Interview: Caolan McNamara

Posted 4 Sep 2000 at 19:41 UTC by advogato Share This

Advogato is pleased to interview Caolan McNamara, author of the useful wv toolkit and free expert on the Microsoft Word file formats. Since February of this year, he's been working for StarDivision on what's now the OpenOffice project to bring a topnotch office suite to the GPL world.

Advogato: How did you get started in free software?

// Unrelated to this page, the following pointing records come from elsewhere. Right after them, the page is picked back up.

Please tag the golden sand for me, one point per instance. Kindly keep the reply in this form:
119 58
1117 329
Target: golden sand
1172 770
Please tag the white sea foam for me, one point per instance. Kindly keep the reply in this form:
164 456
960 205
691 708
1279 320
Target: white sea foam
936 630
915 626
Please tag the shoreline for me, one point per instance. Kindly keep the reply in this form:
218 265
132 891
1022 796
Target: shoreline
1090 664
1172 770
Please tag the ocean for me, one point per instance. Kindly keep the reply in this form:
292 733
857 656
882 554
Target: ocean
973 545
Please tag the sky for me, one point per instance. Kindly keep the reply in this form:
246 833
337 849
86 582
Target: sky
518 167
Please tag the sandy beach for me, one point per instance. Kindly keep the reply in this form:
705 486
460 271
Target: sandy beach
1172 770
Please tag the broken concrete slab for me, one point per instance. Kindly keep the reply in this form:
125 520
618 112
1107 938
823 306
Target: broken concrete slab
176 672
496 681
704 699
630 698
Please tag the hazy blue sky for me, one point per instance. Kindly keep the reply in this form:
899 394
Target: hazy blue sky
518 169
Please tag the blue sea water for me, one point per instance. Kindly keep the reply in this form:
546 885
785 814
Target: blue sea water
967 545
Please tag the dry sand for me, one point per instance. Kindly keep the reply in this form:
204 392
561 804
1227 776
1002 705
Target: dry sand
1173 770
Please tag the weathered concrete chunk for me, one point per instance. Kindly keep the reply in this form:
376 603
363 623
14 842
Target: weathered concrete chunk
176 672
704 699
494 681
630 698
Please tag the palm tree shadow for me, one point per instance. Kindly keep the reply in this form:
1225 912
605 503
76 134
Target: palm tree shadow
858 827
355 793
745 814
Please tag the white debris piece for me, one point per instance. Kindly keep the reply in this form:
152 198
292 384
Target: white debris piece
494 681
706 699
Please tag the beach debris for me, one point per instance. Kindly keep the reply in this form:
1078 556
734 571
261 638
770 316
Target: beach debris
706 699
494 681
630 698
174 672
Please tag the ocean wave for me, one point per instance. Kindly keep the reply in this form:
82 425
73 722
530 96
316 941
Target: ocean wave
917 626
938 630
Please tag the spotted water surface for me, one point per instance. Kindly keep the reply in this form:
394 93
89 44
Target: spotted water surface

Caolan McNamara: In college late 92 or maybe early the next year a guy called John Quinn and friends had succeeded in getting Linux onto his top-of-the-line 486 and most importantly installing circlemud onto it, so... Eventually chopping the crap out of beasties begin to pall, but being able to have your own Unix rather than have to fight with the authorities that be to get some time on a wonderful ApolloOS or Ultrix system was pretty neat. I like writing code a lot and the vast free code base accreted around Linux was incredibly useful as tools for student living in poverty and for learning from. Sitting on my ass with my maw open taking continuously didn't appeal so I made a few stabs at writing useful things to return the favour and perpetuate the system.

We don't hear too much from the Irish free software scene. How would you characterize the community there?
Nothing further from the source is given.